Susanna Prins, 27, a white woman from University City, carried a sign reading, “White silence is violence.”


“Not saying or doing anything makes you complicit in the brutalization of our friends and neighbors,” Prins said.


Smith’s death is just one of several high-profile U.S. cases in recent years in which a white officer killed a black suspect, including the 2014 killing of Michael Brown in nearby Ferguson that sparked months of angry and sometimes violent protests.


Federal prosecutors said Saturday they won’t open a new civil rights investigation into the killing, as the NAACP requested. Justice Department spokeswoman Lauren Ehrsam said the department concluded in September not to prosecute, but didn’t announce it then to avoid affecting the state criminal case.

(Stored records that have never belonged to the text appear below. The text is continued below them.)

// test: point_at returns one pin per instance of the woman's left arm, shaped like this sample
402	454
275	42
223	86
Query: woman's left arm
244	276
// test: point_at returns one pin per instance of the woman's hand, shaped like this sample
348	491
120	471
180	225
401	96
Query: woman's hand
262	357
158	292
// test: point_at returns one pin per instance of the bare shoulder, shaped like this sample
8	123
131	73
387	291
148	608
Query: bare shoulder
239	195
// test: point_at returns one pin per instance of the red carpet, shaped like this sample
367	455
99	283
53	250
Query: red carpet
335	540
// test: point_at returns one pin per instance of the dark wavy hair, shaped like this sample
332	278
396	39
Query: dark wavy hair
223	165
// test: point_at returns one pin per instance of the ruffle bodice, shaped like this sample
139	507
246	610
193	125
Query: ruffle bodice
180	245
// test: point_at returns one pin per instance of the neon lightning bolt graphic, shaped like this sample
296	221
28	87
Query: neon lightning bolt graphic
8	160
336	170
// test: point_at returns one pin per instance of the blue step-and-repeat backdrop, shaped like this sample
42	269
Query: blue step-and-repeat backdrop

After Stockley was acquitted on Friday, nearly three-dozen people were arrested and 11 police officers were injured including a broken jaw and dislocated shoulder, police said. Five officers were taken to hospitals. Police also said that 10 businesses were damaged, mostly broken windows. Protesters also broke a window and spattered red paint on the home of St. Louis Mayor Lyda Krewson.


Krewson said she was not home at the time but her family was. She said it was “irritating” to have her house vandalized.


“This story is not about whether I got my windows broken or not. This is about coming together to have a better St. Louis for all of us,” she told a news conference Saturday.


Reed said protesters went to Krewson’s house because she was not in the streets with the people even though she had expressed support on social media.


Stockley was cleared in the fatal shooting Smith, 24, after the suspected drug dealer fled from officers trying to arrest him.


Stockley testified he felt he was in danger because he saw Smith holding a silver revolver when the suspect backed his car toward officers and sped away.


Prosecutors said Stockley planted a gun in Smith’s car after the shooting. The officer’s DNA was on the weapon but Smith’s wasn’t. Dashcam video from Stockley’s cruiser recorded him saying he was “going to kill this (expletive).” Less than a minute later, he shot Smith five times.


Stockley’s lawyer dismissed the comment as “human emotions” during a dangerous pursuit. St. Louis Circuit Judge Timothy Wilson, who said prosecutors didn’t prove beyond a reasonable doubt that Stockley murdered Smith, said the statement could be ambiguous.


Stockley, 36, who left the force in 2013 and moved to Houston, told the St. Louis Post-Dispatch after the verdict that he understands how the video looks bad, but insisted he did nothing wrong.


“I know everyone wants someone to blame, but I’m just not the guy,” Stockley said.